I’m a fan of the local church. I’m also a fan of biblical covenant community (translated: church membership). While you won’t find the words “church membership” in scripture, you’ll find the fingerprints of it all over the Bible. We were created to belong. We were meant to identify.
We talk a lot about the will of God in our lives, so I’ll let you in on a little secret, if that’s what you’re searching for: if you are a Christ follower, it’s God’s will that you be a member of a local church.
Maybe not this church, but a church.
But there’s a reason I would say that you shouldn’t become a member of this church. Ever. There’s a reason you absolutely should not join any church that’s larger than a couple of dozen people. You should not pass “Go.” You should not collect $200.
If you won’t join a small group, the Summit Church is not the church for you.
I get it. I understand that small groups take up precious time out of your week. I understand it means you’ve got to make new friends, and some of those friends are odd ducks. I know that it means there’s another cadre of people in your span of care.

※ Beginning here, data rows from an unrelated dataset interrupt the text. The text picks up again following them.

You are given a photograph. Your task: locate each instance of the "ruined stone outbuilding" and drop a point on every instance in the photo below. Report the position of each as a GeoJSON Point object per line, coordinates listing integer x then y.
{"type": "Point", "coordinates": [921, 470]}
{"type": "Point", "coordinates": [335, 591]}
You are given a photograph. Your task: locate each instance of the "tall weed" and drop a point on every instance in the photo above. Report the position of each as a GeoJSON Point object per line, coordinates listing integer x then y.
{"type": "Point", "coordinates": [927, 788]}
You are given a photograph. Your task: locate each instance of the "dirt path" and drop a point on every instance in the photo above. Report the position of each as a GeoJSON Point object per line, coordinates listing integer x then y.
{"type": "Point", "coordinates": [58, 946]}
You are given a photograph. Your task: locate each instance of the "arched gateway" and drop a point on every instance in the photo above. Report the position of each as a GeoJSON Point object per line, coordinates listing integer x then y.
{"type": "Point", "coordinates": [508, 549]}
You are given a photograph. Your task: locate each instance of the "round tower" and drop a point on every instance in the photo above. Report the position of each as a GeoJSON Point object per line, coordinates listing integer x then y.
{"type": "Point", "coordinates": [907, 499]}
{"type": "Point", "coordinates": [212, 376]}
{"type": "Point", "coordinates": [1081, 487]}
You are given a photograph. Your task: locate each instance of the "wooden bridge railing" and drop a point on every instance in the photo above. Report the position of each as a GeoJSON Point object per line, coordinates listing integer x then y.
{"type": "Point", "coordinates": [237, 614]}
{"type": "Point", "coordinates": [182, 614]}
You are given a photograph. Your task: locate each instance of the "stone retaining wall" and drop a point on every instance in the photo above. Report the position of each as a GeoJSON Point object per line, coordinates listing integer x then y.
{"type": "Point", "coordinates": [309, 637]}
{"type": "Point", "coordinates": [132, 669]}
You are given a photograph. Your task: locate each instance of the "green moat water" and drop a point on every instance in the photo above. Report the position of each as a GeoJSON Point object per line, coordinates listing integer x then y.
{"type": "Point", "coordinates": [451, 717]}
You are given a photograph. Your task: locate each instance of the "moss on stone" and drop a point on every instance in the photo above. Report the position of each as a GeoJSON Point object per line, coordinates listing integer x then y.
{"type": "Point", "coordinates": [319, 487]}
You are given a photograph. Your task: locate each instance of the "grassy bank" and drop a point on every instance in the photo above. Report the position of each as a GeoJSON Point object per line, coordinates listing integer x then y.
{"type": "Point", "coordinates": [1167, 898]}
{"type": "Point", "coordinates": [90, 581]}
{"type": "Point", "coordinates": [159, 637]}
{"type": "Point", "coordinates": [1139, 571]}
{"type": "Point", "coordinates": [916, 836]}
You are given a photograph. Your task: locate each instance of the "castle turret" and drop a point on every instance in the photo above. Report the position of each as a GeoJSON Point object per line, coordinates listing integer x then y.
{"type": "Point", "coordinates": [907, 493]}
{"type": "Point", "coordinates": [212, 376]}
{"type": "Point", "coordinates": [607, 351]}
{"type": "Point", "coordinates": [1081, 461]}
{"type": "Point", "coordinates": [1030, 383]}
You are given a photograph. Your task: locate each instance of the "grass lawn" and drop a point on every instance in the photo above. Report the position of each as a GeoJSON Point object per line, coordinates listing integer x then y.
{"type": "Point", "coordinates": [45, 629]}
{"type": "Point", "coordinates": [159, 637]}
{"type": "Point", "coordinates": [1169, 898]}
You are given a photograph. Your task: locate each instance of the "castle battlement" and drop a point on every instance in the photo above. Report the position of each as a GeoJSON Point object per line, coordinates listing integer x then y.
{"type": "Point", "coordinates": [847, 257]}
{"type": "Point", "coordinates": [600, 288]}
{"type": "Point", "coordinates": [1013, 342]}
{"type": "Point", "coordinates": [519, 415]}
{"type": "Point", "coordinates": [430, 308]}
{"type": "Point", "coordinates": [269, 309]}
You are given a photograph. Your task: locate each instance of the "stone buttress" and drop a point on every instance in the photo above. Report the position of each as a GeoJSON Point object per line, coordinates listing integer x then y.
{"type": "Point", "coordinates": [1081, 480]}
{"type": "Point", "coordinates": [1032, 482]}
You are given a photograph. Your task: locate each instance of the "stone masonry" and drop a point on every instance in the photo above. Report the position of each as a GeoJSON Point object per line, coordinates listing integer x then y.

I also understand that we don’t actually require that you join a Summit small group in order to join the church. Some might disagree with that philosophy. I might agree with some of your disagreements.
But that’s why I tell people all the time, if you’re not planning on joining a group, don’t join this church. Don’t join any church that’s bigger than the cast of Downton Abbey. Run…don’t walk…to another church. Somewhere smaller. Somewhere where you can be more visible and more known. This joint is too big for you to feel like you can find community among thousands. We weren’t designed that way as humans, and it won’t work that way at this church.
If you join a church but don’t join a group, you’ll eventually fall through the cracks. That’s not a prediction, it’s a promise. You’ll come in enamored by the size and quality and the pizazz of your brand new church, but quickly find that you can’t know and be known like you’d hoped. A crisis or sickness or need will take you out, and there will be no one to shepherd you back in.
I can’t promise that joining a group will guarantee smooth sailing for life, but it’ll be much smoother to be one out of twelve than one out of thousands.
There’s a spot where you can join both a group and the church, as well as get on a ministry team, find out about baptism, meet some new friends, and eat chicken sandwiches (I love chicken sandwiches). It’s called Starting Point, and you can RSVP for a future event right now.
Groups: they’re what you’re wired for.